Namun, sejauh ini, pemerintah tidak akan membangun hunian sementara bagi para pengungsi.  Diharapkan mereka dapat kembali lagi ke tempat tinggal semula apabila keadaan Sinabung kembali tenang.

Hal init diungkapkan langsung oleh Menko Kesra HR. Agung Laksono, seperti yang dikutip dari laman menkokesra.go.id [Kamis 9/1].

“Membuat hunian sementara tidak, kecuali yang mau relokasi. Ini masih dalam proses karena tidak semuanya memerlukan, hanya daerah tertentu. Tetapi keputusannya memang belum ada,” katanya.

Pada kesempatan yang sama Menko Kesra juga menegaskan bahwa bencana alam letusan Gunung Sinabung belum dapat dikategorikan bencana nasional dan masih dalam yang dapat diatasi oleh pemerintah daerah. Meski demikian, Agung Laksono menyatakan bahwa Pemerintah Pusat akan tetap memberikan bantuan logistik yang dikoordinasikan oleh Badan Nasional Penanggulangan Bencana (BNPB).

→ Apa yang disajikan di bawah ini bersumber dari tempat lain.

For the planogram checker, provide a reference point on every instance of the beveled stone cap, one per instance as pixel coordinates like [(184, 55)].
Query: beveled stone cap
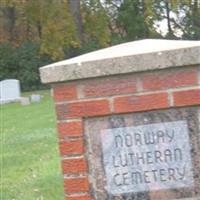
[(137, 56)]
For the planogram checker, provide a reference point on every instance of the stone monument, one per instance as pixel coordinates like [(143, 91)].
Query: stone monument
[(129, 121), (9, 90)]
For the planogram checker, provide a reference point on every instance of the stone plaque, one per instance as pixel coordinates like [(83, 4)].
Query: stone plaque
[(147, 157)]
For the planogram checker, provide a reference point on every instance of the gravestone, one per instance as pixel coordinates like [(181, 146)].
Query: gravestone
[(35, 98), (24, 101), (9, 90), (128, 121)]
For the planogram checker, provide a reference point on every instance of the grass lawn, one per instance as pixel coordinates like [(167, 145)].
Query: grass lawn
[(29, 152)]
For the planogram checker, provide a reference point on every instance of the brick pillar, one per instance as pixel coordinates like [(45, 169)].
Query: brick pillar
[(77, 99)]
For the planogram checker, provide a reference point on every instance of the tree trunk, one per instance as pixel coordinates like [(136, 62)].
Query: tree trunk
[(11, 14), (170, 32), (76, 12)]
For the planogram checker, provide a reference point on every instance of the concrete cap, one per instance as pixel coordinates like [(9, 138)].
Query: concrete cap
[(137, 56)]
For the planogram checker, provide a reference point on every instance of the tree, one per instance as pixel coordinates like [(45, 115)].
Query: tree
[(135, 19), (75, 9)]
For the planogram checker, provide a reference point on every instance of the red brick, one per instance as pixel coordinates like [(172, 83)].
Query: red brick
[(74, 165), (169, 80), (74, 185), (140, 103), (187, 98), (110, 87), (72, 147), (64, 92), (83, 109), (70, 129), (85, 197)]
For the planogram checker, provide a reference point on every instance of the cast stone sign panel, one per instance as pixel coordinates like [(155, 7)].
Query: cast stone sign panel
[(147, 157)]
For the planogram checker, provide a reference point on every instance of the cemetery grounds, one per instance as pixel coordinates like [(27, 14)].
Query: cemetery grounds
[(30, 166)]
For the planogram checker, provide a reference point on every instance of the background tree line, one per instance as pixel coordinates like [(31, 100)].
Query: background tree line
[(37, 32)]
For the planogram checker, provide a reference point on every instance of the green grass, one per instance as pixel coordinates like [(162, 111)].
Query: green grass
[(30, 166)]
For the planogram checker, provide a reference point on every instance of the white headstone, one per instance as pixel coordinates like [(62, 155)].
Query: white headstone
[(9, 90), (35, 98), (24, 101)]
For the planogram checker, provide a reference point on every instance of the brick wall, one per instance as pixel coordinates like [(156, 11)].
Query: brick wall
[(137, 92)]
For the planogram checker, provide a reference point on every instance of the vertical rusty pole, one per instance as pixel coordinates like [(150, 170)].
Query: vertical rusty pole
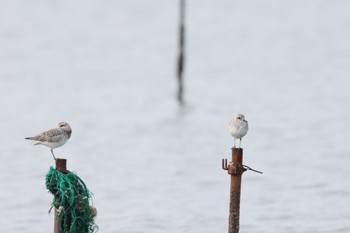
[(181, 55), (61, 165), (235, 169)]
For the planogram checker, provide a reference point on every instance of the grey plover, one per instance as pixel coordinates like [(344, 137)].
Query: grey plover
[(53, 138), (238, 128)]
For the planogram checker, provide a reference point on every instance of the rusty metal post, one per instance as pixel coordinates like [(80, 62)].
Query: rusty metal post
[(61, 165), (235, 169)]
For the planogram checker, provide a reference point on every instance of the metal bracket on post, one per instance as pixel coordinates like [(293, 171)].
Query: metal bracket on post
[(61, 165), (234, 170)]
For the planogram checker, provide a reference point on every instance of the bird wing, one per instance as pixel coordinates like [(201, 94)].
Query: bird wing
[(47, 136)]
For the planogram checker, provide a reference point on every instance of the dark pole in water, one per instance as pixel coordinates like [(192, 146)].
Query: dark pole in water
[(61, 165), (235, 169), (181, 56)]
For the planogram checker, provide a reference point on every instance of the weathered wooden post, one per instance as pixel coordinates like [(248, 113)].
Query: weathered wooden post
[(235, 168), (61, 165)]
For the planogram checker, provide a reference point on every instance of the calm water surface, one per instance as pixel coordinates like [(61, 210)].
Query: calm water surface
[(107, 68)]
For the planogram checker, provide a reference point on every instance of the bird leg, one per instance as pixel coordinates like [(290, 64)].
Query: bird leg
[(53, 154)]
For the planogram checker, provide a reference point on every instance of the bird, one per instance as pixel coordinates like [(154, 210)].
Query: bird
[(53, 138), (238, 128)]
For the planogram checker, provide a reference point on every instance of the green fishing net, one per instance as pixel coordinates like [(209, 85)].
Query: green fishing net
[(71, 199)]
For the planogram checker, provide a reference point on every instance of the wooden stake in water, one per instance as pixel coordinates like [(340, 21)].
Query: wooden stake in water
[(235, 169), (181, 56), (61, 165)]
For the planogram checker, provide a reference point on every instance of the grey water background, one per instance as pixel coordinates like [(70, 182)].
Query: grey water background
[(108, 68)]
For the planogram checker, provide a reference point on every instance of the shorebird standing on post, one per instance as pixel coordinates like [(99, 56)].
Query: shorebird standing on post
[(238, 128), (53, 138)]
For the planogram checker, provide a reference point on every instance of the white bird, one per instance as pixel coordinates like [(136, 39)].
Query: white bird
[(238, 128), (53, 138)]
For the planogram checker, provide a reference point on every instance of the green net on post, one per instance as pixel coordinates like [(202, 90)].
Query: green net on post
[(71, 199)]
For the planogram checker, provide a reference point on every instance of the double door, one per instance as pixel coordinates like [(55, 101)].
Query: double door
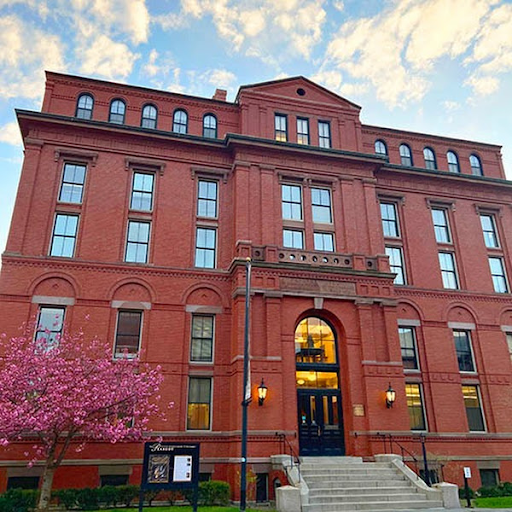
[(320, 422)]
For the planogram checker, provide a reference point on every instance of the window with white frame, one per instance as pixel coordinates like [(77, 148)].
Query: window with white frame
[(448, 270), (199, 403), (142, 191), (396, 264), (473, 407), (207, 199), (462, 341), (390, 226), (137, 242), (302, 130), (201, 344), (415, 406), (72, 187), (321, 205), (499, 279), (205, 247), (408, 347), (291, 202), (50, 323), (441, 227), (324, 242), (293, 239), (324, 134), (64, 235), (280, 127), (128, 333), (489, 231)]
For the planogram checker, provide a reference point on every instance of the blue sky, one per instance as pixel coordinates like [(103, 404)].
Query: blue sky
[(433, 66)]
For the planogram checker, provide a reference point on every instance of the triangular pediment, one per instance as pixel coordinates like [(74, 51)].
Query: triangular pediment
[(297, 88)]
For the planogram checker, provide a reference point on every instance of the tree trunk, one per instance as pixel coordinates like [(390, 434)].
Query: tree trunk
[(46, 488)]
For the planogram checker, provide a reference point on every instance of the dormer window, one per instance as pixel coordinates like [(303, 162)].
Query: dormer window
[(84, 106), (117, 111)]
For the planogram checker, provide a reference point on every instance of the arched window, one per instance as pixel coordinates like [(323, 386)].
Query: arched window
[(149, 115), (210, 126), (476, 165), (405, 155), (180, 121), (84, 106), (117, 111), (453, 161), (380, 147), (430, 158)]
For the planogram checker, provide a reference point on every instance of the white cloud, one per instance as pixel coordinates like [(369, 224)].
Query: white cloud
[(396, 51), (10, 134), (31, 51), (105, 57)]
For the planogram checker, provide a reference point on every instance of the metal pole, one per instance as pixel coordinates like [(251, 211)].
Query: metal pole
[(425, 461), (245, 399)]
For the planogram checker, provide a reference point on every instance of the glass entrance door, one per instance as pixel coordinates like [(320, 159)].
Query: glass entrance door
[(320, 427)]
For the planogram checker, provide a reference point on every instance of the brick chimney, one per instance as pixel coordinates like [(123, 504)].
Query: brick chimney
[(220, 94)]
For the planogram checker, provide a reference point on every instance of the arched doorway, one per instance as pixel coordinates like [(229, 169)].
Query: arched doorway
[(318, 390)]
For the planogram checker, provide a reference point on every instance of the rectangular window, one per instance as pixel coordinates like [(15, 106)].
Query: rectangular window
[(199, 400), (473, 408), (64, 235), (137, 243), (302, 130), (321, 205), (324, 134), (499, 279), (73, 178), (207, 199), (205, 247), (281, 131), (415, 406), (128, 333), (293, 239), (408, 346), (49, 325), (396, 263), (462, 342), (201, 345), (441, 228), (291, 200), (489, 231), (142, 192), (389, 220), (324, 242), (448, 272)]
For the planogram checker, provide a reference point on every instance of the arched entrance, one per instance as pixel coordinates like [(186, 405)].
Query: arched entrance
[(318, 390)]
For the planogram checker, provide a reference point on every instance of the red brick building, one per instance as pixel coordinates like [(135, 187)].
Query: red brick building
[(380, 257)]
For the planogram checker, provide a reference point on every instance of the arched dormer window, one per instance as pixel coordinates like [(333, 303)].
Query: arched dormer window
[(180, 121), (405, 155), (210, 126), (430, 158), (381, 148), (476, 165), (84, 106), (453, 161), (117, 111), (149, 115)]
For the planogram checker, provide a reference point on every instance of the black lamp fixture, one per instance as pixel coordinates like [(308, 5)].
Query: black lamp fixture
[(390, 396), (262, 392)]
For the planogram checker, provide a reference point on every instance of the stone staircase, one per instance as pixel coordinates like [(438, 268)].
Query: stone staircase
[(349, 484)]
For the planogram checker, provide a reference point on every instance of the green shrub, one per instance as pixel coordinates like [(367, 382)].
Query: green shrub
[(18, 500), (87, 498), (127, 493)]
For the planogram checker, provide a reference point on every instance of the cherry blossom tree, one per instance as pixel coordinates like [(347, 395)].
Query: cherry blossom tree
[(64, 391)]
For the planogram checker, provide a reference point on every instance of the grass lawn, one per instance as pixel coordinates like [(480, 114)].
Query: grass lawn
[(503, 502)]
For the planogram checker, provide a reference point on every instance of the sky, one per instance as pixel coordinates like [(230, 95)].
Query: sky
[(431, 66)]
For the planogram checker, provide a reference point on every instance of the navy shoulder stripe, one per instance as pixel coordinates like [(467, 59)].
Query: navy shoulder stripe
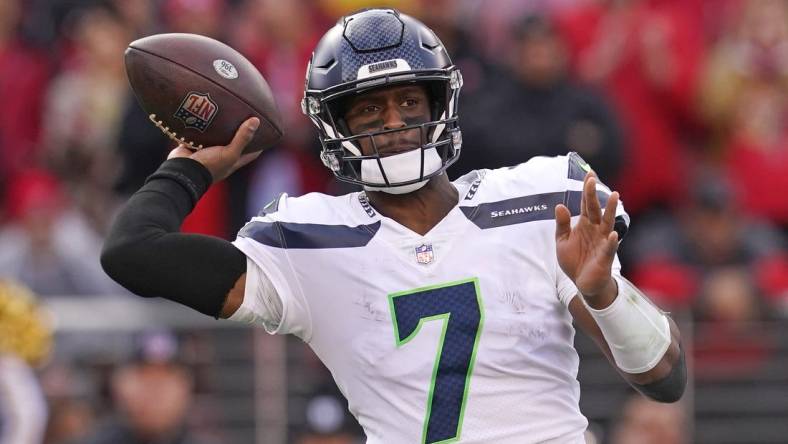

“Belum, karena skalanya masih terkontrol dan terbatas. Masih bisa ditangani oleh aparat pemerintah daerah,” ujarnya.

Menko Kesra juga menambahkan, pemerintah akan tetap memberikan perhatian besar terhadap bencana alam Gunung Sinabung yang hingga saat ini menyebabkan 25.000 warga mengungsi.

“Bagaimana pun kondisinya, pemerintah siap. Andaikata perlu kebutuhan sampai 100.000 pengungsi, pemerintah siap. Tetapi mudah-mudahan tidak terjadi seperti itu,” tandasnya.

Pemerintah, lanjut Menko Kesra, terus akan menambah keperluan logistik bagi para pengungsi. Namun, dia menilai, hingga saat ini belum perlu bantuan dalam bentuk hunian sementara.